In the modern era, it is unfair and anti-educational to give homework and demand it be done "for tomorrow." Tomorrow!? Kids have all kinds of family, academic, volunteer, and professional commitments. They have games, practices, youth groups, church meetings, and after-school activities. They are dealing with divorces, younger siblings, college applications, and SAT Academies. They are seriously busy in a very stressful way.
It is much fairer -- and creates better learning -- to lay out a schedule for your students, explain what you want them to achieve, and tell them why it's educational. This method creates freedom for students to accomplish goals on their own time. Of course, always remind them that you have to grade them on this process and they shouldn't procrastinate too much!
That freedom is balanced by structure, established in the "Goals & Deadlines" handout.
For my Creative Writing class -- and the Creative Component of my AP classes -- I set goals and coach my pupils to achieve those goals.

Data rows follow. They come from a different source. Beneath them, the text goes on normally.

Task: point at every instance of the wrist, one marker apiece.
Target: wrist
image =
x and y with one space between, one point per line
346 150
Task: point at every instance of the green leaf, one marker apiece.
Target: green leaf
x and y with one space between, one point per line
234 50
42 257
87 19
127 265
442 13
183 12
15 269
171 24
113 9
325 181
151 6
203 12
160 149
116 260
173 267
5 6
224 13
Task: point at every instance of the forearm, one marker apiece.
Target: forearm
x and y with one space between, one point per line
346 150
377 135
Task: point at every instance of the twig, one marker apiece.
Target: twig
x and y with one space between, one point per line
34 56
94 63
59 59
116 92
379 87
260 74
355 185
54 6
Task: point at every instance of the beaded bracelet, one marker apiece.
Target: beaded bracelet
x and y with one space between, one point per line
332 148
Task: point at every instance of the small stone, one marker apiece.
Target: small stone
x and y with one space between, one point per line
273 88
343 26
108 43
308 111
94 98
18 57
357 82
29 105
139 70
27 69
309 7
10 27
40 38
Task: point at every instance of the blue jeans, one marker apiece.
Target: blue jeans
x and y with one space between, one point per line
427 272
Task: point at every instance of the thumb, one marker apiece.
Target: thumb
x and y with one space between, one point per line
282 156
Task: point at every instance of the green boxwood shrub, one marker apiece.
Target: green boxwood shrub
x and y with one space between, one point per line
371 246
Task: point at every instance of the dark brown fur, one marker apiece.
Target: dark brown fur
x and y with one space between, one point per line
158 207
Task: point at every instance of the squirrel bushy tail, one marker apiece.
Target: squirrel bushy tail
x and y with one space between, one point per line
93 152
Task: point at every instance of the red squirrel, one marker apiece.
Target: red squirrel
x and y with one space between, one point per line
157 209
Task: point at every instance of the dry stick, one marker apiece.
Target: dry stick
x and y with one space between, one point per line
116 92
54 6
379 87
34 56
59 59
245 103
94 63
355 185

The long-term goal -- Create a portfolio or website of your original writing. This will be due in June sometime, but I want to give them a concrete idea to latch on to. Naturally, I show them numerous examples of portfolios done by former student. In fact, I keep a library of them in my classroom and invite current kids to look through them. I also show them the website-portfolios past students have created.
The medium-term goal -- Get a "final" on "6 poems, 3 mind maps, and a college essay" by November 6, following all the rules set out in my opening day handout.
The short-term goal -- Start turning in work when it is ready!
Scroll through the embedded document to see a recent "Goals & Deadlines" handout.
How Do I Grade Creative Work?
I use a simple binary system for evaluating mind maps and poems. I do not "grade" creative work.
Pieces are marked either "teacher-edit" or "final". If it's the former, the student knows to improve the piece through another revision. This method reinforces the layering process, and motivates students to create authentic art.
Once a piece is marked "final" then it counts towards meeting the student's grade goals.
I never want to create a homework assignment on the fly as the bell is ringing or surprise my students with a time-consuming reading assignment without advance warning.
I don't give "homework" because I want my homework to really mean something. When you're up all night trying to write a poem or think of a memoir idea or draw a mind map, you're doing some very important reflection and learning.